The local snapshot still contains the CodeAct agent's action definitions, observation types, and the agent hub structure. The modern V1 implementation lives in the separate Software Agent SDK, but the conceptual architecture is visible here.
Model support
OpenHands historically supported broad model flexibility via LiteLLM-style compatibility. The local repo shows:
- OpenAI — GPT-4, GPT-4o, o-series models
- Anthropic — Claude Sonnet, Opus, Haiku
- Google — Gemini Pro, Flash
- Open-source — Any LiteLLM-compatible model
- Local models — Ollama, vLLM, and other local inference servers
The fn_call_converter enables models that don't support native function calling to still participate as agents through the XML tool format.
App/server architecture
OpenHands includes a full web application with:
- Next.js frontend — React-based web UI for interacting with agents
- FastAPI backend — Python API server managing agent sessions
- WebSocket communication — Real-time streaming of agent actions and observations
- Session management — Persistent agent sessions that survive browser refresh
This makes OpenHands more of a platform than a CLI tool. You can run it as a self-hosted service with multiple users, each with their own agent sessions and sandboxed environments.
Where OpenHands is weaker
Hard to judge from local code alone
The most important modern agent core is not fully in this repo snapshot. The V1 agent SDK lives elsewhere, so any assessment based on the local code is inherently incomplete.

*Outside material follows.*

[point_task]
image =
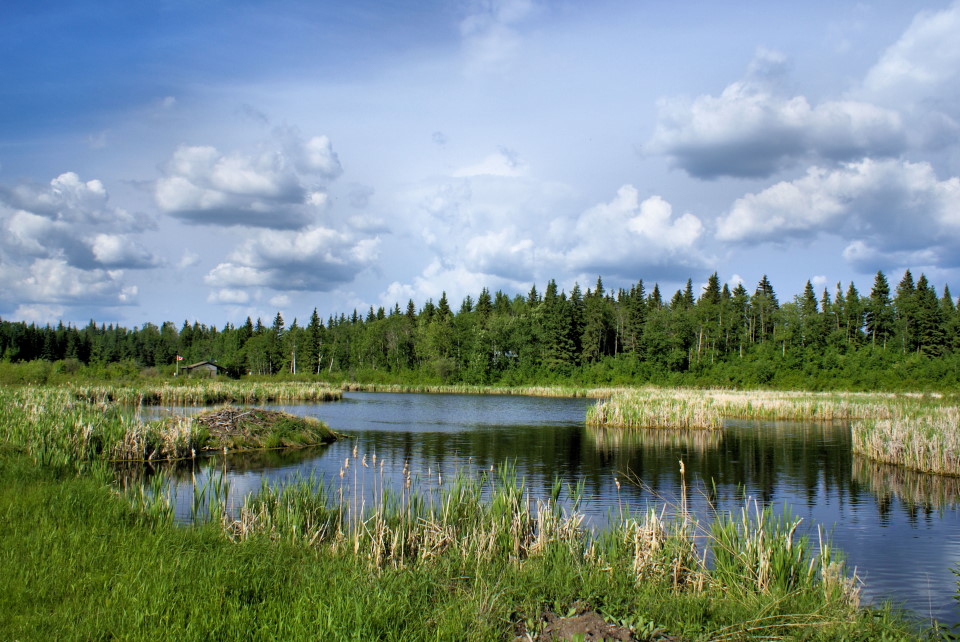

Heavier infrastructure requirements
Docker-based sandboxing means you need Docker running. This is fine for a self-hosted platform but rules out quick "just install and run" usage that CLI agents like Crush or Claude Code support.
Bottom line
OpenHands is the most platform-shaped agent in this set. It's not a CLI tool — it's a self-hostable service with Docker sandboxing, a web UI, session management, and a composible prompt template system.
The temperature-bumping retry strategy alone is worth studying: it's the kind of production scar tissue that separates serious agent operators from weekend wrappers. The CondensationRequestTool, which lets the agent request its own context compression, is an agent-centric design philosophy that trusts the LLM with cognitive budget decisions.
The caveat is that the local repo is a partial snapshot. The V1 agent core moved to a separate SDK repository, so this represents the platform architecture more than the current agent implementation.